God recycles. And today we celebrate one very significant step in this divine recycling of love for us, the Birth of Mary; the last step necessary for the Birth of Christ, the fullness of our salvation. But this was not the first time God recycled. Nor does God intend it to be the last. An Orthodox Christian prayer for today’s Feast proclaims: “From you,” Mary, “arose the glorious Sun of Justice, Christ our God.” The work of justice; of reflecting the light of Christ, the Sun of Justice; of God’s recycling of love in our world is now ours. And so I highly encourage us to recycle.
How many of us recycle?
I am speaking primarily of a different kind of recycling than the kind that is good for our environment. I speak of the recycling, over and over again, of God’s love from the first moment of creation. Today we celebrate the Feast of the Birth of the Blessed Virgin Mary. I cannot help, on today’s feast day, to do a bit of recycling of my own.

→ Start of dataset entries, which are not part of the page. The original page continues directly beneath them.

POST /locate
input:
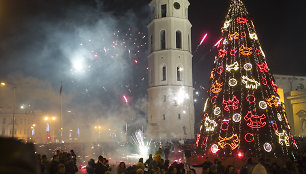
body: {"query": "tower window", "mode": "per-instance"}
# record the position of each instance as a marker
(189, 49)
(179, 73)
(184, 129)
(151, 43)
(164, 73)
(178, 39)
(163, 39)
(164, 10)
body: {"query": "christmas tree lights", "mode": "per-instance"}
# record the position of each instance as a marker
(245, 114)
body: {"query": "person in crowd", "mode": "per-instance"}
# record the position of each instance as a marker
(45, 164)
(231, 170)
(167, 152)
(90, 168)
(166, 165)
(61, 169)
(54, 164)
(140, 164)
(248, 167)
(205, 169)
(100, 166)
(259, 168)
(121, 169)
(148, 161)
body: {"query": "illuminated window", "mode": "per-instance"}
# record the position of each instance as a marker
(151, 43)
(164, 10)
(184, 129)
(189, 49)
(179, 39)
(164, 73)
(163, 39)
(179, 73)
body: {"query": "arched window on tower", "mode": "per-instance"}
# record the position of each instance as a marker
(179, 73)
(164, 73)
(189, 49)
(151, 43)
(164, 10)
(179, 39)
(163, 39)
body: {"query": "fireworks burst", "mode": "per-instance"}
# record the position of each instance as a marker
(143, 148)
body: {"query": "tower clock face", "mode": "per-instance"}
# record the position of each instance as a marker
(177, 5)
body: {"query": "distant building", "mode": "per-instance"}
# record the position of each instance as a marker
(293, 94)
(22, 124)
(170, 92)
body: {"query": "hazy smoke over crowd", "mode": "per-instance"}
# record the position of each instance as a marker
(98, 54)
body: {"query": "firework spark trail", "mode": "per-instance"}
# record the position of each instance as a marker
(218, 43)
(202, 41)
(143, 148)
(125, 99)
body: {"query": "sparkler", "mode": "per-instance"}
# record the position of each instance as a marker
(203, 39)
(125, 99)
(218, 43)
(143, 148)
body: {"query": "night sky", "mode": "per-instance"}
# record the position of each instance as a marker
(41, 40)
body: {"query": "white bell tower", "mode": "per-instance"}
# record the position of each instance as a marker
(170, 102)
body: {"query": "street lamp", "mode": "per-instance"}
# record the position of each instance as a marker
(47, 119)
(14, 92)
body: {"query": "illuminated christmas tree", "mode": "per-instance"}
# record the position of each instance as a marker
(243, 114)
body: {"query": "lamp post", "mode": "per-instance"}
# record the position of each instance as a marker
(46, 118)
(14, 105)
(99, 131)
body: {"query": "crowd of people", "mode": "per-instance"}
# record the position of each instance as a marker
(157, 165)
(62, 163)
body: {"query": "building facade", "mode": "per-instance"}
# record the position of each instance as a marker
(293, 94)
(170, 92)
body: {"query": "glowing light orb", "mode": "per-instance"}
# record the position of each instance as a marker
(247, 67)
(232, 82)
(237, 117)
(210, 124)
(279, 116)
(267, 147)
(263, 105)
(125, 99)
(214, 148)
(217, 111)
(181, 96)
(78, 65)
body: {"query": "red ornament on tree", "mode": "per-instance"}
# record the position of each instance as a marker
(241, 20)
(231, 103)
(255, 121)
(250, 98)
(249, 137)
(274, 86)
(222, 53)
(263, 67)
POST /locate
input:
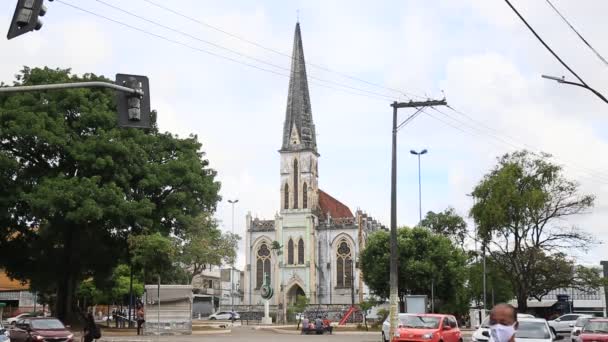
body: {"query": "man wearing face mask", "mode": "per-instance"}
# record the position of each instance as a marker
(503, 323)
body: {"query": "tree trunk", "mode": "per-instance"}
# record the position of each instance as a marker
(522, 302)
(67, 283)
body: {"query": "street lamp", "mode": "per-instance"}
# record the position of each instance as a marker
(233, 202)
(419, 182)
(582, 85)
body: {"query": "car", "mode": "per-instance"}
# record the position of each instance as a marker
(13, 320)
(40, 329)
(535, 330)
(386, 326)
(596, 330)
(427, 328)
(483, 331)
(4, 334)
(566, 322)
(578, 328)
(224, 315)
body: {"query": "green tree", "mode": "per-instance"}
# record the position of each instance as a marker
(447, 223)
(204, 244)
(365, 306)
(74, 186)
(299, 307)
(425, 258)
(521, 209)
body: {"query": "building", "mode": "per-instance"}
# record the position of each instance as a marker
(319, 237)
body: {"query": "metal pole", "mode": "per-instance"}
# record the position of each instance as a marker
(419, 191)
(59, 86)
(394, 258)
(483, 246)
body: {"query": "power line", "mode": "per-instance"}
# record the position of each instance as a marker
(375, 96)
(545, 44)
(590, 174)
(578, 34)
(200, 22)
(234, 51)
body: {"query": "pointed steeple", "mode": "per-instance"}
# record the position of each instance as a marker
(298, 130)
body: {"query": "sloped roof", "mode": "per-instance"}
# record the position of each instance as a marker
(335, 208)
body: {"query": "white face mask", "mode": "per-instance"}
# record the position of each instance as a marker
(502, 333)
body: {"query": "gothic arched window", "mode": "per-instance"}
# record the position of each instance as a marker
(344, 265)
(286, 196)
(262, 264)
(295, 184)
(301, 252)
(304, 196)
(290, 252)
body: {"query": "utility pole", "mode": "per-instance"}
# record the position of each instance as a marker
(233, 202)
(394, 258)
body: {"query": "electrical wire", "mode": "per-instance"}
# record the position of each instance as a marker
(586, 173)
(545, 44)
(373, 96)
(236, 52)
(200, 22)
(578, 34)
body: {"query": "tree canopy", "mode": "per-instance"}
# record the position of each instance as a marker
(74, 186)
(447, 223)
(425, 258)
(521, 211)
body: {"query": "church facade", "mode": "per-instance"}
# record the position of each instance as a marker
(311, 247)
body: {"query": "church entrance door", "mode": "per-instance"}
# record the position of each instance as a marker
(293, 293)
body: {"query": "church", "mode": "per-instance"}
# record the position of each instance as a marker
(319, 237)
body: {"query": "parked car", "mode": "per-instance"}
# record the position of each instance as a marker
(578, 328)
(566, 322)
(4, 334)
(386, 326)
(13, 320)
(427, 328)
(483, 331)
(40, 329)
(224, 315)
(535, 330)
(596, 330)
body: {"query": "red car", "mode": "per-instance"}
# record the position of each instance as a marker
(428, 328)
(40, 329)
(596, 330)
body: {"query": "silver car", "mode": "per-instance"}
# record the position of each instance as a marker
(578, 327)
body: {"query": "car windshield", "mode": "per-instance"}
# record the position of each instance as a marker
(44, 324)
(421, 322)
(533, 330)
(596, 328)
(581, 322)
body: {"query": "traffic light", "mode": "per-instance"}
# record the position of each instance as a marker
(133, 110)
(26, 18)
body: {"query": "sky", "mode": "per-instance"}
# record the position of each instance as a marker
(476, 53)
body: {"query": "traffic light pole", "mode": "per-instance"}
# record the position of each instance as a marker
(59, 86)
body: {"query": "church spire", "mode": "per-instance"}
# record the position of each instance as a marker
(299, 130)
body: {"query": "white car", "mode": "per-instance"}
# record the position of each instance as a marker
(386, 326)
(566, 322)
(482, 334)
(224, 315)
(13, 320)
(578, 327)
(535, 330)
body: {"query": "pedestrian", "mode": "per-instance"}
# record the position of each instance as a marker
(503, 323)
(91, 330)
(140, 318)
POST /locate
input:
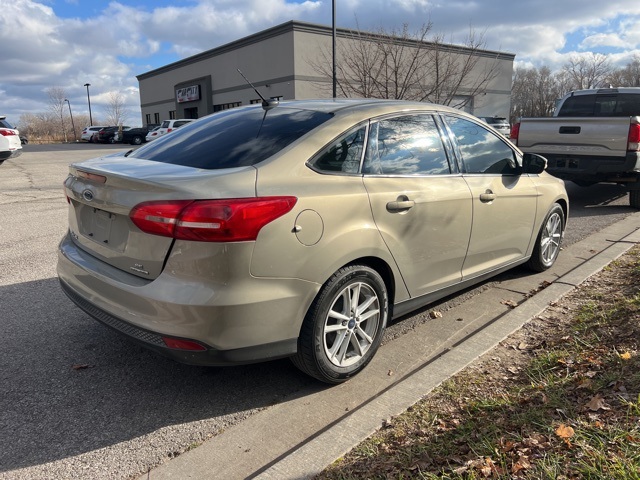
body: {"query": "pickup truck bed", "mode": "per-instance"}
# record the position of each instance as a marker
(586, 150)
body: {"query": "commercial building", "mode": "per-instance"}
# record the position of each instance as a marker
(282, 62)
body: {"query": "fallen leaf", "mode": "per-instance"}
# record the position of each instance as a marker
(565, 431)
(585, 383)
(597, 403)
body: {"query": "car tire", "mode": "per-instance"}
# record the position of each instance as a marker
(547, 247)
(344, 325)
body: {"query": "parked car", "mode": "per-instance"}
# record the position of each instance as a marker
(593, 137)
(107, 134)
(499, 123)
(302, 229)
(165, 127)
(10, 145)
(88, 132)
(118, 133)
(137, 136)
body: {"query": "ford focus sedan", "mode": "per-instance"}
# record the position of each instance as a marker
(299, 230)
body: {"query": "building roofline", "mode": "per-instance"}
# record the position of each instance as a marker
(296, 26)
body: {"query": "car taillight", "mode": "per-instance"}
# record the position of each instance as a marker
(633, 144)
(179, 344)
(515, 131)
(229, 220)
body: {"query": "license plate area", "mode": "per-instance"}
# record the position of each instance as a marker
(105, 228)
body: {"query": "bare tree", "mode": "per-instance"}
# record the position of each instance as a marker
(57, 96)
(587, 71)
(629, 76)
(401, 64)
(116, 110)
(535, 91)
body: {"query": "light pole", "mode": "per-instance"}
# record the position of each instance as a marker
(75, 137)
(89, 101)
(333, 15)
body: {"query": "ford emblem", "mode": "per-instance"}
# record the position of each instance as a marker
(87, 195)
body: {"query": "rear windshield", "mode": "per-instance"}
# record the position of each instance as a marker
(234, 138)
(604, 105)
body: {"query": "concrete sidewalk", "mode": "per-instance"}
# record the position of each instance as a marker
(299, 437)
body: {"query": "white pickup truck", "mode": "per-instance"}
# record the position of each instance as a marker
(593, 137)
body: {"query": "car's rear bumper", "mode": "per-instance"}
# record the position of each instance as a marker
(593, 168)
(244, 321)
(7, 154)
(208, 357)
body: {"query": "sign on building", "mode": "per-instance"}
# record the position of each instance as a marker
(188, 94)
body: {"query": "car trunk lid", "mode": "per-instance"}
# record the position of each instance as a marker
(102, 193)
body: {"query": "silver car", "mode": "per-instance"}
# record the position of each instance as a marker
(300, 230)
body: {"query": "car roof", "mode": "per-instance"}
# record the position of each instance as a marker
(604, 91)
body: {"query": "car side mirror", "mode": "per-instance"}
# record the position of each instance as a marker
(533, 163)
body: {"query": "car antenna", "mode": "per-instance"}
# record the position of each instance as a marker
(266, 104)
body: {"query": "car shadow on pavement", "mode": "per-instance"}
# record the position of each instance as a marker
(71, 385)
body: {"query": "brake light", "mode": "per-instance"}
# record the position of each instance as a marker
(515, 131)
(633, 144)
(179, 344)
(229, 220)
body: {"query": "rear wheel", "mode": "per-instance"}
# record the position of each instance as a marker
(343, 328)
(548, 242)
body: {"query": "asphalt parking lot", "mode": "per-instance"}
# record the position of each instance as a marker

It was this past December, a few days before our celebration of the Immaculate Conception of Mary. (This Feast of Mary’s Nativity is, of course, connected with the Solemnity of her Immaculate Conception, when Mary was conceived without original sin by Sts. Anne and Joachim. Today we are exactly nine months after the Immaculate Conception, December 8). On that day I was, as on most days during the school year, greeting the children as they entered St. Kateri School to begin their school day. This one day, a child stopped me in my tracks with a brilliant question: “How did God create Jesus and Mary”? Only occasionally is a priest completely outwitted by a third-grader!
A few days later, I had recovered enough from this St. Kateri School edition of “Stump the Priest” to try to answer the girl’s question in my homily for the Immaculate Conception, also last December’s monthly St. Kateri School Mass. “How did God create Jesus and Mary”? In short, my answer is this: God recycles.
God is a master recycler of love. Mary’s conception by Anne and Joachim, her protection by God from original sin and, about nine months later, her birth, was only one instance of God’s love for us. Through Anne and Joachim; through Mary, God was putting the finishing touches on his work of our salvation through Jesus Christ. But this was far from the first act of God’s love for us. Our Gospel reading today from Matthew includes a lengthy genealogy from Abraham, our father in faith, through to Joseph and Mary, “of [whom] was born Jesus who is called the Christ.”
Matthew’s genealogy includes three parts or “cycles”: Abraham through King David, David through “the Babylonian Exile,” and the Babylonian Exile through Jesus’ Nativity. Each cycle begins well but becomes tainted with human error and sin; with some questionable historical figures involved. And each time God, out of love for us, recycles. God constantly renews us: In Abraham, our father in faith, in Israel’s kings beginning with David (Matthew does not mention David’s predecessor King Saul, perhaps a false start), in the rebuilders of Israel after the Babylonian Exile, and finally in Jesus Christ.
God recycles. And today we celebrate one very significant step in this divine recycling of love for us, the Birth of Mary; the last step necessary for the Birth of Christ, the fullness of our salvation. But this was not the first time God recycled. Nor does God intend it to be the last. An Orthodox Christian prayer for today’s Feast proclaims: “From you,” Mary, “arose the glorious Sun of Justice, Christ our God.” The work of justice; of reflecting the light of Christ, the Sun of Justice; of God’s recycling of love in our world is now ours. And so I highly encourage us to recycle.